BALTIMORE (WJZ) -- A Maryland waitress wins a discrimination case. The former Hooters employee says she was fired because of her hair.
Amy Yensi reports a Baltimore arbitrator weighs in on her discipline and firing.
That woman tells WJZ the lawsuit was never just about her hair. She says it's about ensuring that all employees are held to the same standards.
After waiting for more than a year, Farryn Johnson gets the phone call she's been hoping for.
"She said, 'Good news. The law was on your side,'" Johnson said.
Johnson claims she was fired from the Harborplace Hooters in 2013 because her blonde highlights weren't allowed.
"They said it was literally because I'm black and black people don't have blonde hair. That's what a manager actually told me," she said.
Johnson claims that waitresses of other races were not disciplined for having unnatural hair colors.
An arbitrator ruled this week that the facts clearly show that Hooters policy was implemented in a way that discriminated against the former waitress.
Johnson's attorney says the restaurant chain's image policy is too vague.
"People have implicit biases and those shine through unfortunately when they're left with so much discretion to make decisions," said Jessica P. Weber, attorney.
Yensi: "What are you hoping this ruling means for the Hooters image policy?"
Weber: "Having a racially discriminatory image policy is wrong. It violates the law. They can't do it."

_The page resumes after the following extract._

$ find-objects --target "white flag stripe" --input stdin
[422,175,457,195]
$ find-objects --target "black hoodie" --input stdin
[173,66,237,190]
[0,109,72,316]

Despite the arbitrator awarding Johnson over $250,000 for lost wages and attorney fees, Hooters denies any wrongdoing.
A statement on their website reads, in part: "Ms. Johnson's claims of discrimination are simply without merit and Hooters received an adverse and flawed decision from the arbitrator presiding over the case."
Johnson now works as a leasing consultant. She says the color of her hair is not an issue at her current job.
The former waitress is also asking Hooters for an official apology.